Wawatam Township is a civil township of Emmet County in the U.S. state of Michigan. As of the 2020 census, the township population was 711.

The village of Mackinaw City is located mostly within the township.

The township is named after Wawatam, an Odawa chief noted for rescuing British trader Alexander Henry the elder from the Ojibwas' capture of Fort Michilimackinac in 1763.

==Communities==
- Mackinaw City is a village located at in the northeast portion of the township. Mackinaw City is also located in the northeast portion of Mackinaw Township. I-75 runs through Mackinaw City, and the southern end of the Mackinac Bridge is located in the village.

==Geography==
According to the United States Census Bureau, the township has a total area of 20.38 sqmi, of which 15.73 sqmi is land and 4.65 sqmi (22.82%) is water.

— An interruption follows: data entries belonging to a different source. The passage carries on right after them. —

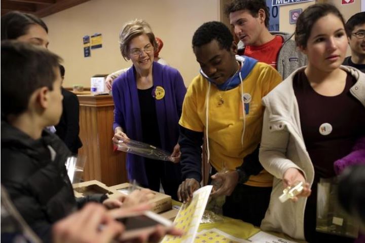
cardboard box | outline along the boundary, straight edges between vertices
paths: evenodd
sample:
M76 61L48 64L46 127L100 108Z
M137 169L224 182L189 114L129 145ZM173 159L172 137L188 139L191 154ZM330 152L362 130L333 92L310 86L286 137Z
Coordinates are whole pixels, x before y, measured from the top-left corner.
M179 210L176 209L172 209L168 211L161 213L160 214L160 216L162 216L166 219L173 221L176 218L177 213L178 213Z
M96 193L106 194L109 197L118 197L123 195L96 180L75 183L72 184L72 187L76 197L82 197Z
M110 187L109 188L112 191L117 191L120 193L128 195L129 188L132 186L132 185L129 183L123 183ZM136 187L139 190L142 189L140 187ZM155 203L156 206L151 210L152 211L156 213L159 213L171 209L171 196L155 191L153 191L152 193L155 194L155 197L151 200L151 201Z

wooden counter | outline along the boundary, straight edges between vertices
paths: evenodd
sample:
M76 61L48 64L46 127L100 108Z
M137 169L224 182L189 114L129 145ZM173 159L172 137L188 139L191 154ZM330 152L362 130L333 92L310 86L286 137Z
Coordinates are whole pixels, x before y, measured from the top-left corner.
M84 181L97 180L107 186L127 182L126 154L113 151L114 103L110 95L78 95L80 101L79 150L86 156Z

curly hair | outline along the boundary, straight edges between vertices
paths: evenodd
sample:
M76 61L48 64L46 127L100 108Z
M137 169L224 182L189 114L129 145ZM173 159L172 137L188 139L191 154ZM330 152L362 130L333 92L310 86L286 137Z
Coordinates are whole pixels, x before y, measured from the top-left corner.
M248 10L252 17L257 18L259 10L263 10L265 12L265 26L269 27L270 13L269 8L265 0L232 0L226 5L225 13L229 16L231 13L240 10Z
M1 17L1 40L15 40L24 36L33 24L40 25L48 33L45 22L36 16L18 11L10 12Z

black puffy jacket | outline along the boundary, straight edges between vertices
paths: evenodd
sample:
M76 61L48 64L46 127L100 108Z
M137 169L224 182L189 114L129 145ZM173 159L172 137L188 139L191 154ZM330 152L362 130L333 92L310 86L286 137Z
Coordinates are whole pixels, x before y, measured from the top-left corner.
M52 224L80 207L65 162L71 153L57 135L44 130L34 140L1 122L1 183L34 232L50 242ZM102 201L105 197L94 198Z

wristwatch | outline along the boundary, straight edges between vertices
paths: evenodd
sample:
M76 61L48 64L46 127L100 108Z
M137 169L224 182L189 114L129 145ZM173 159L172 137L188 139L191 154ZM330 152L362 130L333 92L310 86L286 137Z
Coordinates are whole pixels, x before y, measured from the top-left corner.
M236 168L236 171L238 173L238 183L243 184L248 181L249 176L244 170L240 169L239 167Z

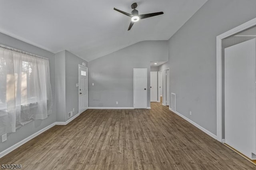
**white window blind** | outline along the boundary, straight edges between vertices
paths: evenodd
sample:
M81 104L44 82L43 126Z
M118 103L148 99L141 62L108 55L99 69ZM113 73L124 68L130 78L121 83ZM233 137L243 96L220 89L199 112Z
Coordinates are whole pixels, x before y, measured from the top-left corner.
M49 61L0 47L0 135L52 113Z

The township contains a large inland lake, French Farm Lake.

==Demographics==
As of the census of 2000, there were 705 people, 329 households, and 207 families residing in the township. The population density was 44.8 PD/sqmi. There were 587 housing units at an average density of 37.3 /sqmi. The racial makeup of the township was 94.33% White, 0.28% African American, 4.40% Native American, 0.14% Asian, and 0.85% from two or more races. Hispanic or Latino of any race were 0.85% of the population.

There were 329 households, out of which 23.1% had children under the age of 18 living with them, 52.9% were married couples living together, 7.3% had a female householder with no husband present, and 36.8% were non-families. 31.9% of all households were made up of individuals, and 16.4% had someone living alone who was 65 years of age or older. The average household size was 2.14 and the average family size was 2.66.

In the township the population was spread out, with 20.4% under the age of 18, 4.5% from 18 to 24, 24.0% from 25 to 44, 29.1% from 45 to 64, and 22.0% who were 65 years of age or older. The median age was 46 years. For every 100 females, there were 90.0 males. For every 100 females age 18 and over, there were 85.8 males.

The median income for a household in the township was $35,909, and the median income for a family was $46,875. Males had a median income of $32,188 versus $30,536 for females. The per capita income for the township was $19,525. About 5.1% of families and 7.5% of the population were below the poverty line, including 13.0% of those under age 18 and 1.4% of those age 65 or over.